The American Coalition for Ethanol (ACE) is pleased with recent updates to the Greenhouse gas and Regulated Emissions and Energy use in Transportation (GREET) model made by U.S. Department of Energy’s Argonne National Laboratory scientists. The GREET model is widely recognized as the gold-standard tool used to audit the energy and environmental effects of transportation fuels such as ethanol and gasoline.
Notably, the 2020 updates include a new Feedstock Carbon Intensity Calculator to take inventory on how corn yields, fertilizer use, and agronomic practices on individual farms influence the lifecycle carbon intensity of ethanol and a new lookup table to estimate rates of soil carbon sequestration from different farming practices.

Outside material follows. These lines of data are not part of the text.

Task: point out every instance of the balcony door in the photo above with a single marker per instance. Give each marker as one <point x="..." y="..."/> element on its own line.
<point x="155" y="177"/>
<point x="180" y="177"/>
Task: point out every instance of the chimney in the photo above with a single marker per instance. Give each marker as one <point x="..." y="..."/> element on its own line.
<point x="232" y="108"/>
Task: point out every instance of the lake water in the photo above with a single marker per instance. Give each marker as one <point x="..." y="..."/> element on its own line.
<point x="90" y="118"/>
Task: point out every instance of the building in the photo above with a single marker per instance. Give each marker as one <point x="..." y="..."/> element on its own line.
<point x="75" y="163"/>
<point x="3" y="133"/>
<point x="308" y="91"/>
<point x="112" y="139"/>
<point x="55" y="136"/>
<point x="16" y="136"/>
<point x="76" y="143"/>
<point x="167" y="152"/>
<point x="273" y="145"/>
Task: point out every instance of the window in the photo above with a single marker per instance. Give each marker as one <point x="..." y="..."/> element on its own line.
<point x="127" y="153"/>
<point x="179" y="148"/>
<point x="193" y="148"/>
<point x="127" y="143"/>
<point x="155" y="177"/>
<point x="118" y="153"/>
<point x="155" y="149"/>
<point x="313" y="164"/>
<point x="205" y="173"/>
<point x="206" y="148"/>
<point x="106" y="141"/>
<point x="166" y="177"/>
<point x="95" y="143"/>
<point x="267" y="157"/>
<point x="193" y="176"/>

ACE CEO Brian Jennings says the updates will help farmers, ethanol producers, and government agencies better understand how farming practices play a pivotal role in reducing the overall carbon intensity of corn ethanol. “Given the growing support for new clean fuel markets at the state and federal level, particularly among Midwestern states, these timely updates to the GREET model should help us advocate for policies that give credit to farmers for practices which further reduce corn ethanol’s carbon footprint,” said Jennings.
In 2018, ACE published the White Paper “The Case for Properly Valuing the Low Carbon Benefits of Corn Ethanol” to spotlight the need for these kind of updates to the GREET model. Ron Alverson, ACE board member and main author of the 2018 White Paper, said the new Feedstock Carbon Intensity Calculator will be extremely helpful in evaluating the effect farming practices have on ethanol’s GHG emissions because it will account for corn yield and energy, fertilizer, and chemical use factors for individual farms instead of relying on default values.